The retained employees worked in several fields including operations, marketing, IT, finance, risk management, vendor management, analysis and process/project management.
But Capital One is just one the many large corporations to receive tax breaks through the EDGE program. Since the program’s start in 2001, the state government has spent more than $1.3 billion in tax credits for politically connected companies. EDGE’s supporters claim that the program has brought in 34,000 jobs; however, EDGE has not been effective in spurring jobs growth. Illinois is still nearly 20,000 jobs shy of the peak it achieved in September 2000. Meanwhile, Illinois’ neighboring states have all surpassed their 2000 jobs levels.
On top of being ineffectual at creating jobs, EDGE is also unfair. By giving millions of dollars in tax credits to multibillion-dollar corporations like Capital One, Springfield is pushing that cost onto other taxpayers and businesses not subsidized by the state government.
But EDGE’s time has run out.
The tax credit program expired on Dec. 31, 2016, but the General Assembly and Gov. Bruce Rauner resurrected the tax credit program and extended it through April 30, 2017. Now, with the deadline having passed, EDGE’s fate hangs in the balance.
Some members of the General Assembly have proposed bills to keep the program going.
House Bill 1125, sponsored by state Rep. Natalie Manley, D-Joliet, would extend EDGE through May 31, 2017. Originally filed by House Speaker Mike Madigan, HB 1125 received overwhelming support in the House, where it passed 107-3. The bill now heads to the Illinois Senate. This bill, if enacted, would give lawmakers time to pass a permanent replacement for EDGE while still making tax credit agreements.
Senate Bill 2071, sponsored by state Sen. Pam Althoff, R-McHenry, would replace EDGE with the Transforming, Helping, and Reviving Illinois’ Versatile Economy (THRIVE) Job Creation Tax Credit Act. THRIVE would continue many of EDGE’s policies, though would only allow credits to be applied to new hires. However, under THRIVE, new hires don’t even have to be from Illinois. The bill provides that companies that transfer out-of-state workers into Illinois would be eligible for credits, as SB 2071 counts such relocations as new hires. THRIVE, though postponed, is still alive, as it has been granted multiple deadline extensions.
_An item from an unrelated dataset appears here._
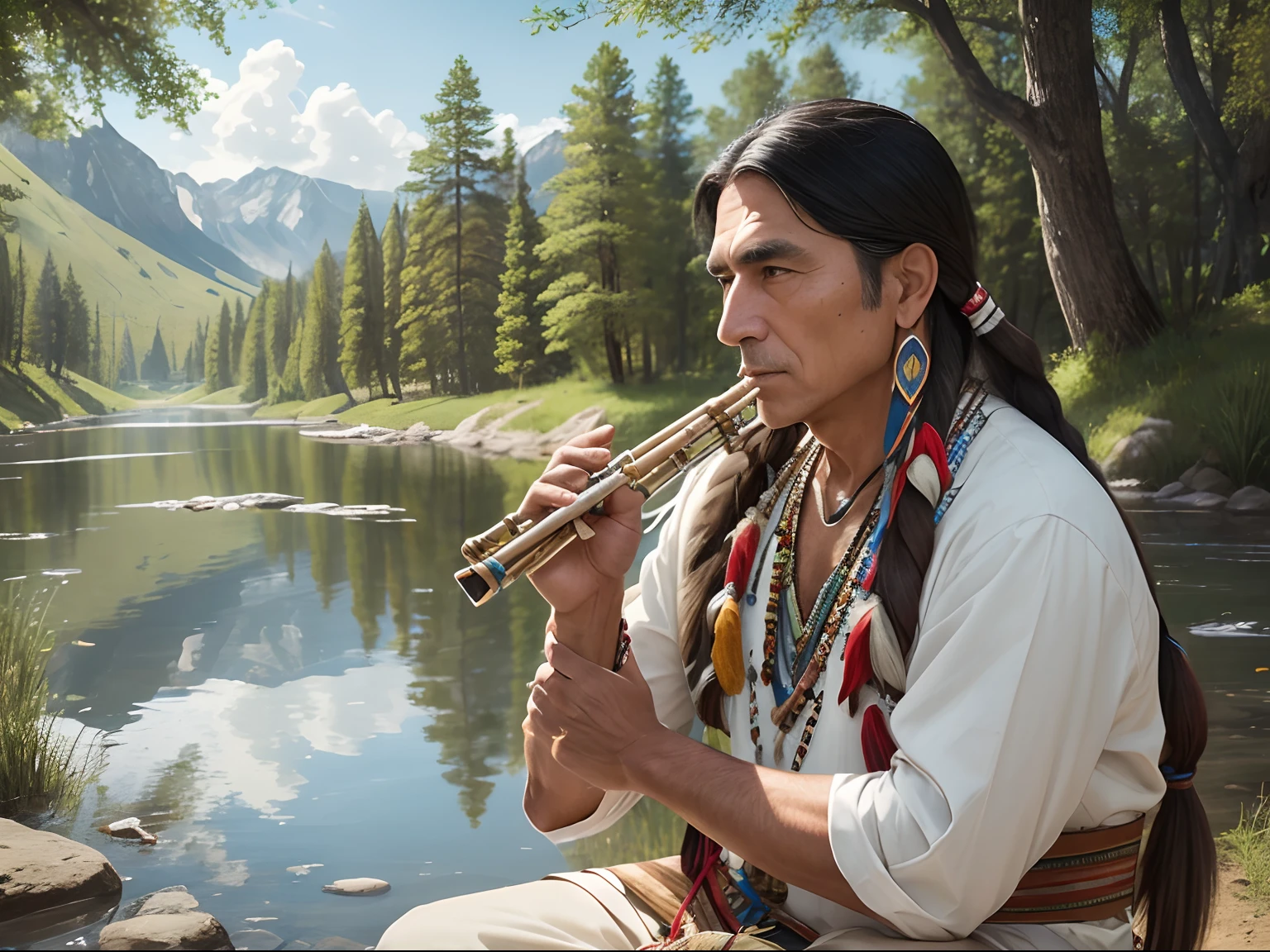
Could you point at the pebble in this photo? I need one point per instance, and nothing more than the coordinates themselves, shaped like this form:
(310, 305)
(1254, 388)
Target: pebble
(358, 886)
House Bill 2744, sponsored by state Rep. Michael Zalewski, D-Riverside, would create the Business and Employment Development Tax Credit Act. HB 2744 is also supported by the Illinois Chamber of Commerce. The measure would calculate credits at 10 percent of the wages paid to new or retained full-time employees and 5 percent of wages to new or retained part-time employees. Once passed, HB 2744 would be permanent, unlike EDGE, which contains a sunset provision. However, the chances of HB 2744 passing appear slim as it has been re-referred to the House Rules Committee, a legislative black hole that stops bills that do not have the blessing of House leadership.
Springfield lawmakers should reject THRIVE, EDGE and any other measure that would seek to continue the failed corporate tax credit experiment. EDGE did not solve Illinois’ jobs problem, and neither will THRIVE. Illinois lawmakers should focus on pro-growth, taxpayer-friendly policies that will organically attract residents and businesses to the state. Sensible policies include: implementing a property tax freeze for Illinois homeowners, who pay some of the highest property taxes in the country, and reforming Illinois’ high workers’ compensation costs, instead of funding selective favors for politically connected corporations. Capital One is one of the largest financial institutions in the country – Illinois politicians shouldn’t be offering state tax credits to it. This policy is not fair to taxpayers or to the businesses that are not lucky enough to receive tax credits.